En comparaison avec le scénario de référence, les émissions de co2 du secteur des transports devraient diminuer de 4,3 Mt en 2010, ce qui représente 14 % des émissions totales de co2 du secteur. En conséquence, la hausse continue des émissions de co2 du secteur qui caractérise le scénario de référence se muerait en une baisse de 0,8 % par an. On constate ainsi qu`un rééquilibrage entre modes de transport et un meilleur taux d'occupation ou de chargement des véhicules permettraient de stopper la hausse des émissions de co2 du transport au cours de la période 2000-2010.
C'est le transport par route (personnes et marchandises) qui contribuerait le plus à la baisse des émissions de co2 en 2010, à concurrence de 3,5 Mt. Il serait suivi par le transport aérien avec 0,8 Mt. Cette évolution représente une diminution des émissions de co2 de respectivement 14 % et 17 % par rapport au scénario de référence. L'impact sur les émissions du transport ferroviaire est négligeable, la plupart des lignes étant électrifiées en Belgique. L'augmentation de l'activité du transport par rail se traduit plutôt par une hausse des émissions du secteur électrique, hausse néanmoins négligeable au regard des émissions totales du secteur.
Dans le contexte du Protocole de Kyoto, les émissions de co2 du transport aérien international ne sont pas prises en compte. Dès lors, les émissions totales de co2 couvertes par le Protocole s'élèveraient en 2010 à 107,4 Mt dans le scénario de référence et à 103,7 Mt dans le scénario "transports", contre 103,5 Mt en 1990. Ces chiffres montrent que les mesures du scénario "transports" permettraient de stabiliser, en 2010, les émissions totales de co2 d'origine énergétique à leur niveau de 1990 alors que, dans le scénario de référence, on observe une hausse de quelque 4 %.
A partir de 2010, les émissions totales de co2 dans le scénario "transports" augmenteraient de nouveau, poussées par la croissance de l'activité de transport et, quoique dans une bien moindre mesure, par les changements dans la structure de la production d'électricité (cf. figure 33). En ce qui concerne le secteur des transports, les niveaux d'émissions de co2 resteraient inférieurs à ceux projetés dans le scénario de référence (transport aérien compris -3,4 Mt en 2030, soit -10 %; sans transport aérien, -2,7 Mt), et l'impact d'une activité plus soutenue du transport ferroviaire sur la production d'électricité et les émissions de co2 correspondantes resterait négligeable. Par rapport à 1990, l'augmentation des émissions totales de co2 d'origine énergétique (à l'exclusion du transport aérien) serait de 32 % en 2030 dans le scénario "Transports", contre 35 % dans le scénario de référence.

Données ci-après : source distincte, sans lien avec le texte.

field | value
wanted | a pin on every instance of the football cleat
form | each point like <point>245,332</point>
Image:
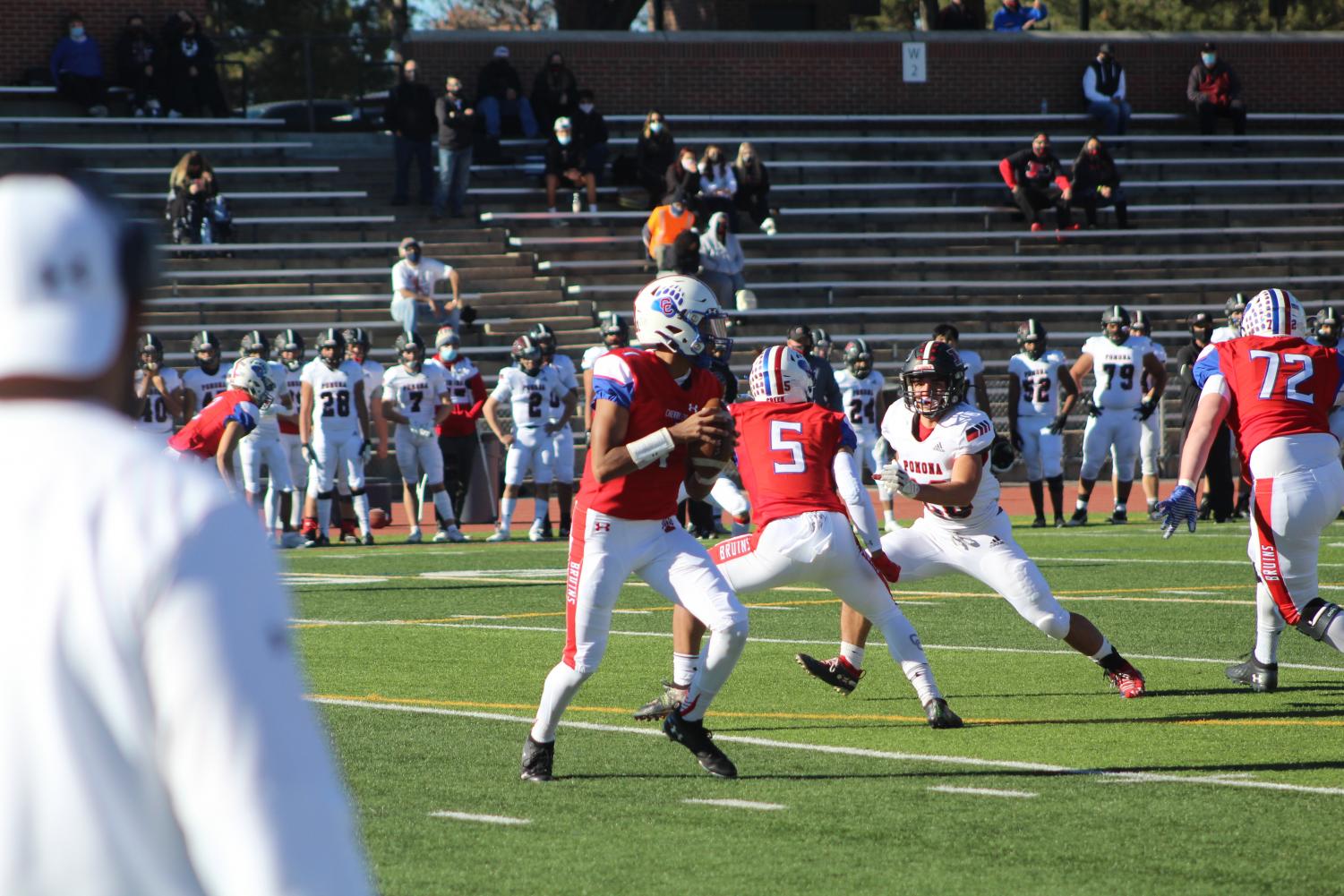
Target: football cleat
<point>663,704</point>
<point>700,743</point>
<point>939,715</point>
<point>538,761</point>
<point>836,672</point>
<point>1128,680</point>
<point>1263,678</point>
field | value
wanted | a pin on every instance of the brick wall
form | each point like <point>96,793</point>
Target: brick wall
<point>31,29</point>
<point>860,73</point>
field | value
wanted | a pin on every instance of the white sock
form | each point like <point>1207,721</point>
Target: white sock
<point>562,683</point>
<point>683,668</point>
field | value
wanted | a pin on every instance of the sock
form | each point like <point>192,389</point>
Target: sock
<point>361,503</point>
<point>683,668</point>
<point>562,683</point>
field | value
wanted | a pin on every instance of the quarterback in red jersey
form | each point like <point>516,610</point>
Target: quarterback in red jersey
<point>1276,391</point>
<point>649,405</point>
<point>799,466</point>
<point>215,431</point>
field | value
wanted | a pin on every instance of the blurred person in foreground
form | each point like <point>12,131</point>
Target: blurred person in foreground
<point>158,743</point>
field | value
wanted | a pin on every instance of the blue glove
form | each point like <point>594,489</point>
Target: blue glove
<point>1179,508</point>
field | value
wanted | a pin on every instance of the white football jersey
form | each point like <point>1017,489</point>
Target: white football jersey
<point>859,399</point>
<point>963,430</point>
<point>333,397</point>
<point>530,397</point>
<point>1038,381</point>
<point>204,386</point>
<point>1118,370</point>
<point>415,395</point>
<point>155,416</point>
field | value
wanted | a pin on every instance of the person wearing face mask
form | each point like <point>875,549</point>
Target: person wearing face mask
<point>456,140</point>
<point>1096,182</point>
<point>77,69</point>
<point>413,285</point>
<point>1217,91</point>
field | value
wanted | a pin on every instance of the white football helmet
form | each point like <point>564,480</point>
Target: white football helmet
<point>252,376</point>
<point>1274,311</point>
<point>683,314</point>
<point>781,373</point>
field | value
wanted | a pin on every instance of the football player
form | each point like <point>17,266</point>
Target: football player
<point>206,380</point>
<point>332,430</point>
<point>413,397</point>
<point>1277,391</point>
<point>217,430</point>
<point>1038,376</point>
<point>651,405</point>
<point>158,387</point>
<point>939,445</point>
<point>562,442</point>
<point>1118,402</point>
<point>860,397</point>
<point>528,388</point>
<point>800,469</point>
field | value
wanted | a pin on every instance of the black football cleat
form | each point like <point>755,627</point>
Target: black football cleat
<point>538,759</point>
<point>700,743</point>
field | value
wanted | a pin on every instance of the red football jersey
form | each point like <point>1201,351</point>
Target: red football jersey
<point>203,431</point>
<point>641,383</point>
<point>1279,386</point>
<point>786,456</point>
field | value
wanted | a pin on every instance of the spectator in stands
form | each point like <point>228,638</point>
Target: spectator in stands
<point>1096,182</point>
<point>722,260</point>
<point>718,185</point>
<point>499,96</point>
<point>1037,180</point>
<point>196,209</point>
<point>753,193</point>
<point>662,228</point>
<point>413,285</point>
<point>1014,16</point>
<point>566,164</point>
<point>77,69</point>
<point>655,152</point>
<point>590,132</point>
<point>554,90</point>
<point>456,139</point>
<point>139,66</point>
<point>1105,89</point>
<point>190,62</point>
<point>1217,91</point>
<point>410,115</point>
<point>955,16</point>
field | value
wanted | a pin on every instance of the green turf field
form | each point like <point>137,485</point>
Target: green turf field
<point>429,660</point>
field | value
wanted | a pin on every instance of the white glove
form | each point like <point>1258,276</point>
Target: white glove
<point>895,479</point>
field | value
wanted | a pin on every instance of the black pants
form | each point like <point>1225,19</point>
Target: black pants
<point>458,463</point>
<point>1209,112</point>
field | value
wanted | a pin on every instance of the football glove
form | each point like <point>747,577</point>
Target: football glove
<point>1177,508</point>
<point>895,479</point>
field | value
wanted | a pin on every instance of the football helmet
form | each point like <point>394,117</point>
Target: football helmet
<point>858,357</point>
<point>1274,311</point>
<point>253,344</point>
<point>415,346</point>
<point>681,313</point>
<point>527,354</point>
<point>250,375</point>
<point>332,338</point>
<point>939,368</point>
<point>781,373</point>
<point>1032,330</point>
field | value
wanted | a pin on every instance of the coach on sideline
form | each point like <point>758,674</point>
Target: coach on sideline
<point>155,735</point>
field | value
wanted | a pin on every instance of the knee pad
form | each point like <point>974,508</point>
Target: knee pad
<point>1316,619</point>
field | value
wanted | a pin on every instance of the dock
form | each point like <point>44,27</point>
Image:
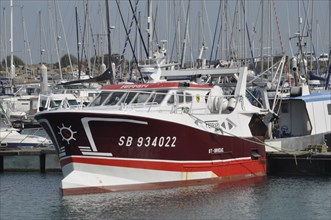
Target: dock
<point>299,163</point>
<point>29,159</point>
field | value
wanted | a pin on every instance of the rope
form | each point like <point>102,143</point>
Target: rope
<point>127,33</point>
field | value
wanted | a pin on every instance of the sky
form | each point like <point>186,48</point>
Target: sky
<point>50,26</point>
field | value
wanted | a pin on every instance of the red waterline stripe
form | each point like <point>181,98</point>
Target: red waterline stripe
<point>237,165</point>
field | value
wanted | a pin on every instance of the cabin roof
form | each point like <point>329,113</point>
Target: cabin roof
<point>148,86</point>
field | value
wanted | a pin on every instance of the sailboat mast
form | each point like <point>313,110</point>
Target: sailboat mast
<point>150,29</point>
<point>12,67</point>
<point>77,37</point>
<point>111,78</point>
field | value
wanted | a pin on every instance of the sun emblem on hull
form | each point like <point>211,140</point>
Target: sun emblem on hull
<point>66,133</point>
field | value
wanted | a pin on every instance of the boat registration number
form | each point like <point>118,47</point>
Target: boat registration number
<point>128,141</point>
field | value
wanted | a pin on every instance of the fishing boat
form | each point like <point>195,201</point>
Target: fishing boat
<point>158,135</point>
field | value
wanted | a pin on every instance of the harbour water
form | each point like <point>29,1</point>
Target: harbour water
<point>37,196</point>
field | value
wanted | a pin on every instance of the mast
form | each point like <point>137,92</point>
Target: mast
<point>261,49</point>
<point>77,37</point>
<point>150,29</point>
<point>12,67</point>
<point>111,79</point>
<point>186,35</point>
<point>329,63</point>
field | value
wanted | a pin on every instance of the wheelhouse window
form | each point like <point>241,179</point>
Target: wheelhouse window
<point>114,98</point>
<point>158,96</point>
<point>129,96</point>
<point>142,97</point>
<point>182,97</point>
<point>100,99</point>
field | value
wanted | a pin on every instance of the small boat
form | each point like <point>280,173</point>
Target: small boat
<point>10,137</point>
<point>158,135</point>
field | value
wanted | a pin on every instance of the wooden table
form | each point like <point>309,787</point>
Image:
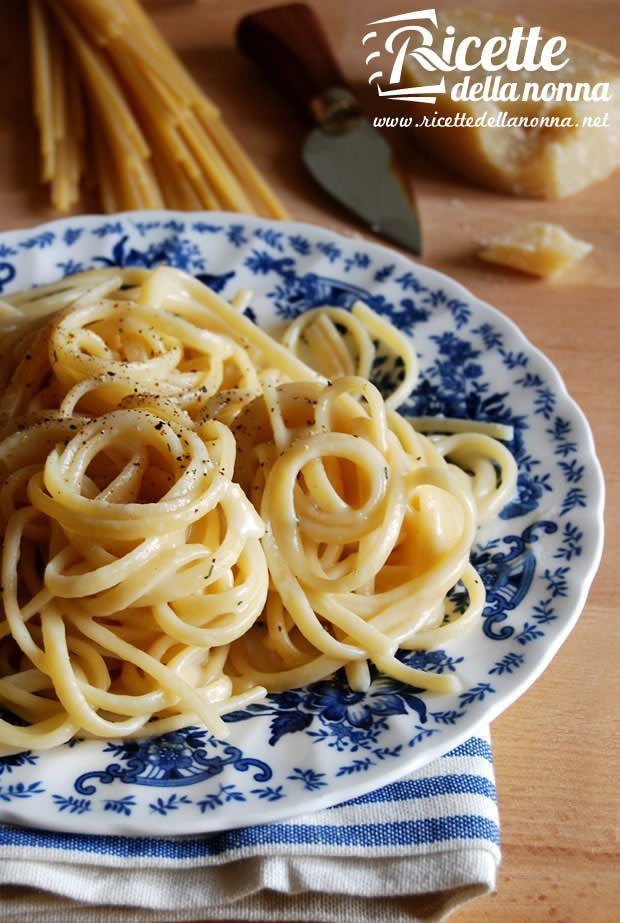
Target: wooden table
<point>554,748</point>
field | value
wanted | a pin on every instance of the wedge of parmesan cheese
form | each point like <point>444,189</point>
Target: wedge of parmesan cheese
<point>537,248</point>
<point>547,161</point>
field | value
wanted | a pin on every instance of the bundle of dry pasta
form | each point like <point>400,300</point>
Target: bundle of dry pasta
<point>155,139</point>
<point>194,513</point>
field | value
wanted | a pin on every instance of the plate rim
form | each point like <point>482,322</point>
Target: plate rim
<point>417,759</point>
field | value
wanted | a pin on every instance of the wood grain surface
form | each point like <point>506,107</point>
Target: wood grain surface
<point>555,749</point>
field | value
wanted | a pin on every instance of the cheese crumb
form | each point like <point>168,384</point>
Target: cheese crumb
<point>537,248</point>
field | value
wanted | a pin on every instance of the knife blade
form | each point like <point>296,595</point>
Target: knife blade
<point>345,154</point>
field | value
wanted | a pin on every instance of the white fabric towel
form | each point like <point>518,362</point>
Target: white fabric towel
<point>413,850</point>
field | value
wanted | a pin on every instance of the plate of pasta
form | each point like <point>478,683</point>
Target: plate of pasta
<point>284,514</point>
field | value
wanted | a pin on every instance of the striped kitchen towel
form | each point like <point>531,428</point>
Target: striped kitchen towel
<point>413,850</point>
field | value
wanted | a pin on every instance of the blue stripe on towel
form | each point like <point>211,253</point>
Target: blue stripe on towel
<point>428,788</point>
<point>394,833</point>
<point>475,746</point>
<point>463,825</point>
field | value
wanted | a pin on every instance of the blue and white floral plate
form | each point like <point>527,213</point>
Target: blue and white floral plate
<point>315,747</point>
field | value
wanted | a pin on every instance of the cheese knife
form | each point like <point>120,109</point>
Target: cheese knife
<point>344,153</point>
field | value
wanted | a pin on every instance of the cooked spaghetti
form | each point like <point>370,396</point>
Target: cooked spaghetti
<point>194,513</point>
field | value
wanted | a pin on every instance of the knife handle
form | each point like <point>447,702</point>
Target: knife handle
<point>289,44</point>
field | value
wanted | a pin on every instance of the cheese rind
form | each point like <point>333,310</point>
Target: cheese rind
<point>543,162</point>
<point>538,248</point>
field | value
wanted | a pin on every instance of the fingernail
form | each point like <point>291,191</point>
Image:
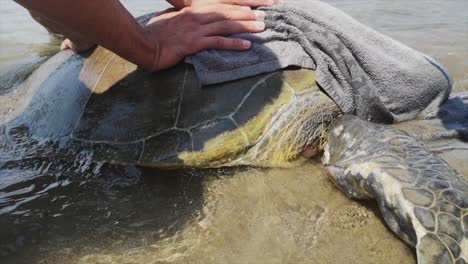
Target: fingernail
<point>246,44</point>
<point>260,14</point>
<point>260,25</point>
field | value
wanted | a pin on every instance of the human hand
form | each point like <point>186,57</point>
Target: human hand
<point>177,34</point>
<point>179,4</point>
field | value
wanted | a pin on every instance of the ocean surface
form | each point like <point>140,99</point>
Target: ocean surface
<point>56,211</point>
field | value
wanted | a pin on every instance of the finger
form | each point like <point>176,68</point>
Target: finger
<point>66,44</point>
<point>254,3</point>
<point>223,43</point>
<point>221,12</point>
<point>228,27</point>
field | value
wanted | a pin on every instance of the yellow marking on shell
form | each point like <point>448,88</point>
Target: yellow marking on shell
<point>228,146</point>
<point>103,69</point>
<point>285,153</point>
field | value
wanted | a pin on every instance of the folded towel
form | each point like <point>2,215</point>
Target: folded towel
<point>363,71</point>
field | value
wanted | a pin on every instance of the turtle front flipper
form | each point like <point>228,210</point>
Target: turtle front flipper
<point>422,199</point>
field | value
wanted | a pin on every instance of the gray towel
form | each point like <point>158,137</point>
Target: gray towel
<point>363,71</point>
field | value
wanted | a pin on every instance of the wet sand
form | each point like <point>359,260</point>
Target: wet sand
<point>137,215</point>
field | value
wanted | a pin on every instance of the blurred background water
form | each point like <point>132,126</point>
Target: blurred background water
<point>55,211</point>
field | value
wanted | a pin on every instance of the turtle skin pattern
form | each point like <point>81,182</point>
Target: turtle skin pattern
<point>422,199</point>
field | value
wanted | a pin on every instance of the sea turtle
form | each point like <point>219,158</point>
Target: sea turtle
<point>101,104</point>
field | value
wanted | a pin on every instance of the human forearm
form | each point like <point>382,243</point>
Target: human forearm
<point>105,22</point>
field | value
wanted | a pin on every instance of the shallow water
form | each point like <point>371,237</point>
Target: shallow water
<point>55,211</point>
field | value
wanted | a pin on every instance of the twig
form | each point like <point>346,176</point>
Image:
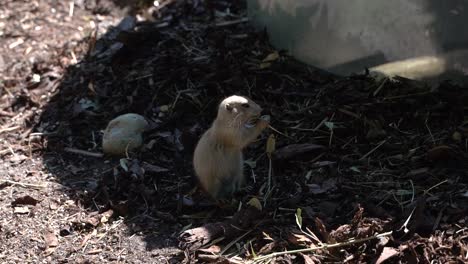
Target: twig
<point>232,22</point>
<point>381,86</point>
<point>326,246</point>
<point>9,129</point>
<point>374,149</point>
<point>71,9</point>
<point>84,152</point>
<point>274,129</point>
<point>5,113</point>
<point>37,186</point>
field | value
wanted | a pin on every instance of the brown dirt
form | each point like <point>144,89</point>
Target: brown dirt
<point>359,157</point>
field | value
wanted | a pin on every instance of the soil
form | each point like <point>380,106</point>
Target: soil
<point>378,168</point>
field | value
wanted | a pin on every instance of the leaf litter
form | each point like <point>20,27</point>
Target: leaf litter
<point>359,171</point>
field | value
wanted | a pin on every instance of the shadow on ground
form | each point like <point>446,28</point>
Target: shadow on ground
<point>176,70</point>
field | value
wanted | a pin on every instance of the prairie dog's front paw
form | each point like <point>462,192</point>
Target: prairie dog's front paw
<point>264,121</point>
<point>265,118</point>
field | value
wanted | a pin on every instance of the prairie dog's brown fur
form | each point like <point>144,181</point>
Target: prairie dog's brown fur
<point>218,159</point>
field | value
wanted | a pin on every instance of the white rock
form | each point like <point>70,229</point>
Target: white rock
<point>124,133</point>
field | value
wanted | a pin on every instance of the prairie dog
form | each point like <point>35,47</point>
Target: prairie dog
<point>218,159</point>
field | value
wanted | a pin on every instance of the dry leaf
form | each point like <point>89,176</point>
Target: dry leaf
<point>440,153</point>
<point>271,142</point>
<point>50,239</point>
<point>25,200</point>
<point>21,210</point>
<point>212,249</point>
<point>271,57</point>
<point>386,254</point>
<point>255,203</point>
<point>106,215</point>
<point>308,259</point>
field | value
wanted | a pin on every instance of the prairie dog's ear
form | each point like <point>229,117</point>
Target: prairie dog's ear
<point>231,108</point>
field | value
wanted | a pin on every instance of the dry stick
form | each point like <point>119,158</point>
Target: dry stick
<point>326,246</point>
<point>374,149</point>
<point>84,152</point>
<point>274,129</point>
<point>9,129</point>
<point>232,22</point>
<point>24,184</point>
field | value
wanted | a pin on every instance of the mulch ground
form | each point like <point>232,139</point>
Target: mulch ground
<point>362,171</point>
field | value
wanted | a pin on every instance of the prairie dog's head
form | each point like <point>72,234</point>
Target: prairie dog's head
<point>238,110</point>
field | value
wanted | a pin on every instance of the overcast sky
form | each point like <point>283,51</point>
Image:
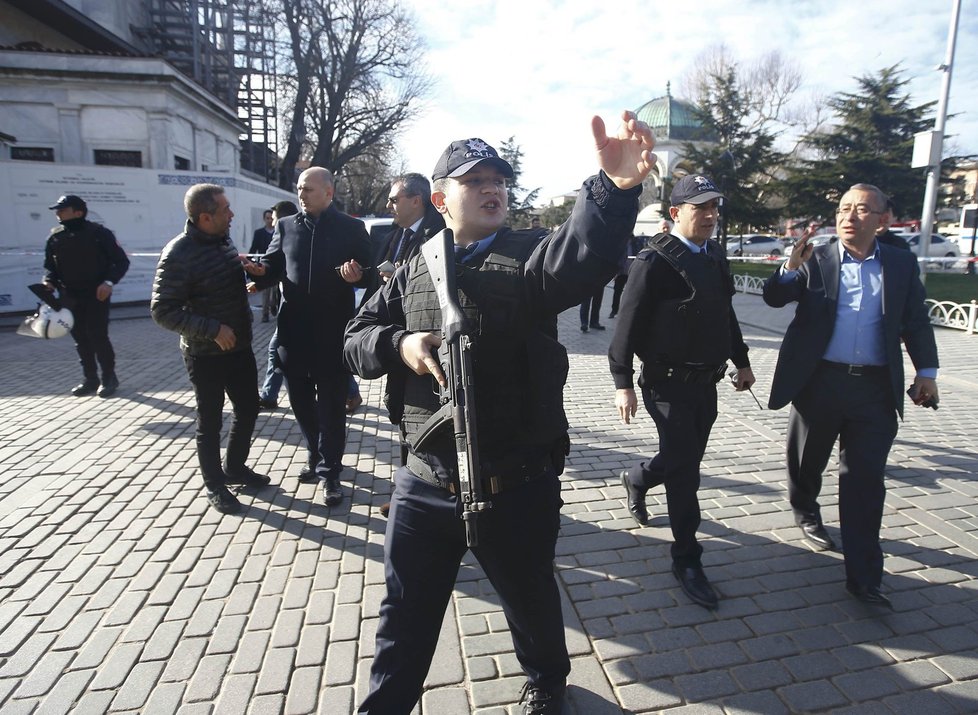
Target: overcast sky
<point>539,69</point>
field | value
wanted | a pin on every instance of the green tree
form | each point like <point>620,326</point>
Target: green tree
<point>520,200</point>
<point>872,142</point>
<point>743,160</point>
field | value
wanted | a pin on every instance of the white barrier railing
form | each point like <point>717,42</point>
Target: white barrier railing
<point>961,316</point>
<point>947,314</point>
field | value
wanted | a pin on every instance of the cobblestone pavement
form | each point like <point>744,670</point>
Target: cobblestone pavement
<point>121,591</point>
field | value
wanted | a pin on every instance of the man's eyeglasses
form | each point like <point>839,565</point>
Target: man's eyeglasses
<point>862,210</point>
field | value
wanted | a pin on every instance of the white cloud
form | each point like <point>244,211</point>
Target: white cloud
<point>539,70</point>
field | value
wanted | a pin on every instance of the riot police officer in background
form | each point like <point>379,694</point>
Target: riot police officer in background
<point>84,261</point>
<point>512,284</point>
<point>676,315</point>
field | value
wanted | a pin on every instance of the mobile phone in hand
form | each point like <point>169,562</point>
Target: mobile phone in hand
<point>912,394</point>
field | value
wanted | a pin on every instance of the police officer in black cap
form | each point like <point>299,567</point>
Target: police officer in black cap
<point>84,262</point>
<point>513,284</point>
<point>676,315</point>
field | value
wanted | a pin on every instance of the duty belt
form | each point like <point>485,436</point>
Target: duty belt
<point>497,476</point>
<point>855,370</point>
<point>655,372</point>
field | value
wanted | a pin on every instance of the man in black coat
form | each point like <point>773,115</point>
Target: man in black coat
<point>318,255</point>
<point>841,368</point>
<point>84,262</point>
<point>199,292</point>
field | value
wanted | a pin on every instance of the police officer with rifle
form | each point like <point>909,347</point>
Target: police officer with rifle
<point>499,429</point>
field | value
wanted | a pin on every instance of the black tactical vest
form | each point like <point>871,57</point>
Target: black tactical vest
<point>520,368</point>
<point>78,254</point>
<point>694,329</point>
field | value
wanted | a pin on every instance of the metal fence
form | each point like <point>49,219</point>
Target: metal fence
<point>960,316</point>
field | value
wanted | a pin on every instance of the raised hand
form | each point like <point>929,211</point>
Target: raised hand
<point>626,158</point>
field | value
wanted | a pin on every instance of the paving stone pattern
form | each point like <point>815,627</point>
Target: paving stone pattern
<point>122,592</point>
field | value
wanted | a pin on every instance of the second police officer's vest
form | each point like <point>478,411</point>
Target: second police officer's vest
<point>693,329</point>
<point>520,367</point>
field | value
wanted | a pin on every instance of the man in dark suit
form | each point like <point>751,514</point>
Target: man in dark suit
<point>416,220</point>
<point>259,244</point>
<point>841,367</point>
<point>318,256</point>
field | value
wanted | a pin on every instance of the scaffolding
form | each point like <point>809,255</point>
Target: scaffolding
<point>227,47</point>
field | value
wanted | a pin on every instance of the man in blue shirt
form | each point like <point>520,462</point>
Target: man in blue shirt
<point>841,368</point>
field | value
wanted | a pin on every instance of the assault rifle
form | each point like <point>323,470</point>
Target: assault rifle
<point>458,398</point>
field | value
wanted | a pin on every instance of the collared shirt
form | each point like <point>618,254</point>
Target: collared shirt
<point>858,335</point>
<point>413,228</point>
<point>689,244</point>
<point>857,338</point>
<point>477,248</point>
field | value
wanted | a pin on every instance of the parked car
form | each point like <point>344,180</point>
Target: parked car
<point>940,247</point>
<point>379,229</point>
<point>818,240</point>
<point>754,244</point>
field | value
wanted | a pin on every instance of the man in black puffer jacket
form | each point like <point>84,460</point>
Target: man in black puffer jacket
<point>199,292</point>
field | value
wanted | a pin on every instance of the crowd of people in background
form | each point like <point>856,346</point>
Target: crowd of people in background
<point>840,367</point>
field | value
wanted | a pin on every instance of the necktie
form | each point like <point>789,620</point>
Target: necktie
<point>402,247</point>
<point>462,255</point>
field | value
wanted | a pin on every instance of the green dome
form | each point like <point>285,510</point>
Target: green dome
<point>673,119</point>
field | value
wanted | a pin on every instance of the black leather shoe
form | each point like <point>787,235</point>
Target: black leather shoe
<point>89,387</point>
<point>246,477</point>
<point>870,595</point>
<point>308,475</point>
<point>223,500</point>
<point>537,701</point>
<point>109,386</point>
<point>332,494</point>
<point>636,500</point>
<point>818,536</point>
<point>696,585</point>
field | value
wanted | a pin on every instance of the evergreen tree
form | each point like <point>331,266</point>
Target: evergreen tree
<point>743,160</point>
<point>520,200</point>
<point>872,143</point>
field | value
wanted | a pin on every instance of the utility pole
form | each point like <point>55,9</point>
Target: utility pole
<point>934,163</point>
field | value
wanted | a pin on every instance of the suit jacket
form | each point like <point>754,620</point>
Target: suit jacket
<point>431,223</point>
<point>816,290</point>
<point>316,301</point>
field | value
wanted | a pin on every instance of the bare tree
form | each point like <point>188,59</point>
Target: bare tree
<point>357,76</point>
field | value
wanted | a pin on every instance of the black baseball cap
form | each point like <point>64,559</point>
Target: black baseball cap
<point>461,157</point>
<point>694,189</point>
<point>70,201</point>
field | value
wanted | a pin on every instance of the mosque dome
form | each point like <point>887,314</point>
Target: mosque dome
<point>672,119</point>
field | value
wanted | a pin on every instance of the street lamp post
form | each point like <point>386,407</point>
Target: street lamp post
<point>727,158</point>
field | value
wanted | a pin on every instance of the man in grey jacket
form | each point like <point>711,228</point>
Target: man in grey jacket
<point>199,292</point>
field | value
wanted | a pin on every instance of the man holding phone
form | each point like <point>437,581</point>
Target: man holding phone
<point>841,368</point>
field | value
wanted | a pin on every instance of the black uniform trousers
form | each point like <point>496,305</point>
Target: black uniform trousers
<point>857,411</point>
<point>319,404</point>
<point>91,332</point>
<point>620,281</point>
<point>424,545</point>
<point>212,376</point>
<point>684,414</point>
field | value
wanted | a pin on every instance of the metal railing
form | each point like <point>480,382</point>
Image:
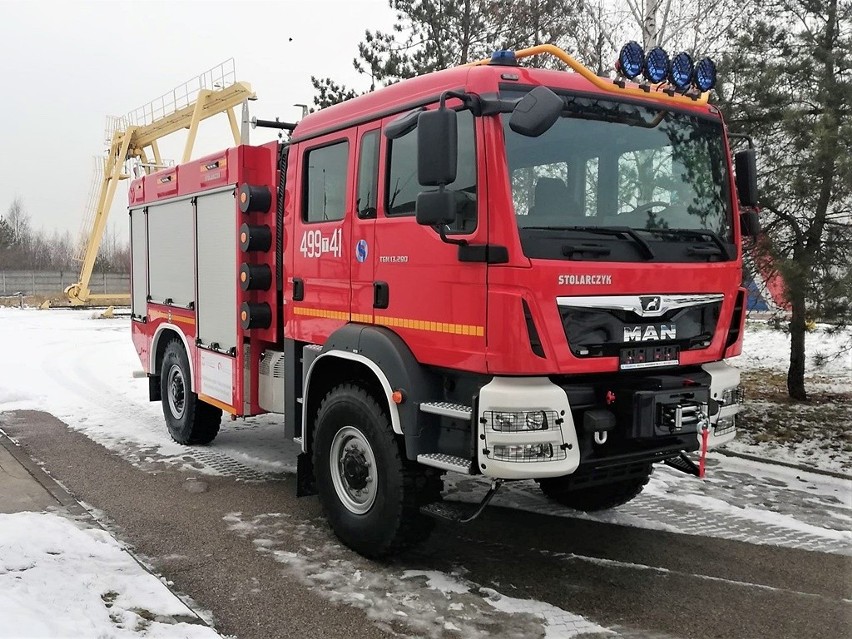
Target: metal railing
<point>219,77</point>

e. Emissions de so2 et nox
Enfin, l'impact des mesures intégrées dans le scénario "transports" est aussi favorable du point de vue des émissions de dioxydes de soufre (so2) et d'oxydes d'azote (nox), responsables des pluies acides. Ainsi, en 2010, les émissions de so2 et de nox dues au transport seraient 8 % moins élevées que dans le scénario de référence. Comme le transport est la principale source d'émissions de nox (ce n'est pas le cas pour les émissions de so2), l'impact est aussi visible au niveau des émissions totales de nox : la réduction correspondante serait de 5 % en 2010 et de 3 % en 2030.
1On entend par là le glissement de la demande de transport de personnes de la voiture vers les transports en commun et de la demande de transport de marchandises de la route vers le transport ferroviaire et par voie navigable.
2Source : Accord gouvernemental du 9 juillet 2003.
3Transport de personnes hors transport aérien.
4C'est-à-dire qui consomment moins d'énergie par pkm ou tkm.
5A comparer avec la figure 22 du chapitre ii consacré au scénario de référence.